For a Nationals team that finds themselves shockingly 1.5 games behind the New York Mets, this decision could be a game-changer. Fister just never looked right this year, and his last start was a three home run meltdown against the Arizona Diamondbacks that dropped his record to 4-6 and raised his ERA to 4.60.With Fister, the Nationals found themselves in a situation similar to that of the Baltimore Orioles who have had to deal with the struggles of Bud Norris all season. Both Fister and Norris will be free agents following the season and do not figure in their teams’ future. The Orioles were able to turn to Kevin Gausman, and the Nationals Ross.
Ross was never expected to arrive in D.C. this year, but he has taken his chance and run with it. The tall right-hander from California has just a 3-3 record, but that does not paint a picture of just how good he has been since arriving in the big leagues. Save his debut on June 6 against the Chicago Cubs, Ross has turned in a quality start each time out, and has given up more than two earned runs in a start just twice — the aforementioned debut, and a July 26 start against the Pittsburgh Pirates in which he gave up three.
In 45.0 innings, Ross has struck out 47 and walked just four. An 11.8 K:BB ratio is outstanding for a ten-year vet, but unheard of for a rookie. Ross relies heavily on his heavy, sinking fastball and has given up just four home runs. He backs up his mid-90’s fastball with a slider and change that both serve as strikeout pitches. Ross will only become more dominant as he develops a better feel for the changeup in the future.
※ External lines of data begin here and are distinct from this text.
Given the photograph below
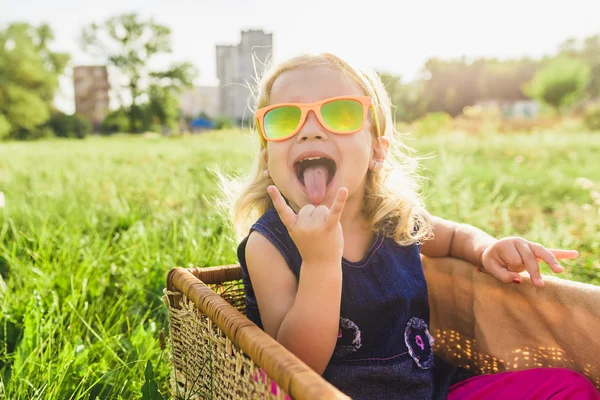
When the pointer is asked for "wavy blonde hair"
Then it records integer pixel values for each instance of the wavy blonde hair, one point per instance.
(393, 204)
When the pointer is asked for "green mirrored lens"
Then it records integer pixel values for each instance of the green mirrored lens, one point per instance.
(281, 121)
(343, 115)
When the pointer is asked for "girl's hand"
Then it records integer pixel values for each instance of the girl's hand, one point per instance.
(316, 231)
(508, 256)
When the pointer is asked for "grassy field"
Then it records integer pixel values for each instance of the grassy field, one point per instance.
(90, 229)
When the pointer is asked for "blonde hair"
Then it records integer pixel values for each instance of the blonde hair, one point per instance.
(393, 204)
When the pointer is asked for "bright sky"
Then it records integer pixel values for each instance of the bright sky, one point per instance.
(396, 36)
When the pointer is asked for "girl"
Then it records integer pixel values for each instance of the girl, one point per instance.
(332, 266)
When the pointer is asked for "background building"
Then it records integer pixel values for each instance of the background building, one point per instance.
(91, 93)
(200, 100)
(237, 69)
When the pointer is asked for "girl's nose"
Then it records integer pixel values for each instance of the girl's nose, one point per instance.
(312, 129)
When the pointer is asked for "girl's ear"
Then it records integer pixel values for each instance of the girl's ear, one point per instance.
(381, 147)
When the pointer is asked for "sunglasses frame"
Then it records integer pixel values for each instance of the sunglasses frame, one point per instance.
(365, 101)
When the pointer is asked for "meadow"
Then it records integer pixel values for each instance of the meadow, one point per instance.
(90, 229)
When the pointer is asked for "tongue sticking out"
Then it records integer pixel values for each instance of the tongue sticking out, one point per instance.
(315, 180)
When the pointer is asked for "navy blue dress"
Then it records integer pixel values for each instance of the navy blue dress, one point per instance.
(384, 348)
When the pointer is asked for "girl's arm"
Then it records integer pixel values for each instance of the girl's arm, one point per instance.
(503, 258)
(303, 315)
Joe Ross has impressed me all year, starting with the starts I witnessed in Harrisburg for the Nationals’ Double-A affiliate, to the conversation I had with him a few days before his initial call-up, all the way to a very consistent rookie season in the Major Leagues. Ross is mature and poised on the mound with a calm, collected demeanor. He throws strikes — 444 of them against just 204 balls for the Nationals — and can locate all three pitches. When he’s doing that, it’s very difficult to see him being hit hard. While it’s still a small sample size, all signs point to Ross being a good starting pitcher in the Major Leagues. It’s not hard to see him as a number two starter on a playoff team, even at this early stage of his career.
For the last two months of the season, the Washington Nationals will be relying upon Joe Ross to hold down the back end of their rotation. As the lineup struggles to gain its footing, the pitching rotation must be as steady as possible. Ross has proven this year that he can bring that needed steady hand, and Fister did not. It may not have been the easiest decision given the fact that Ross has already equaled his career high innings total, but it was one that had to be made, and the Washington Nationals nailed it.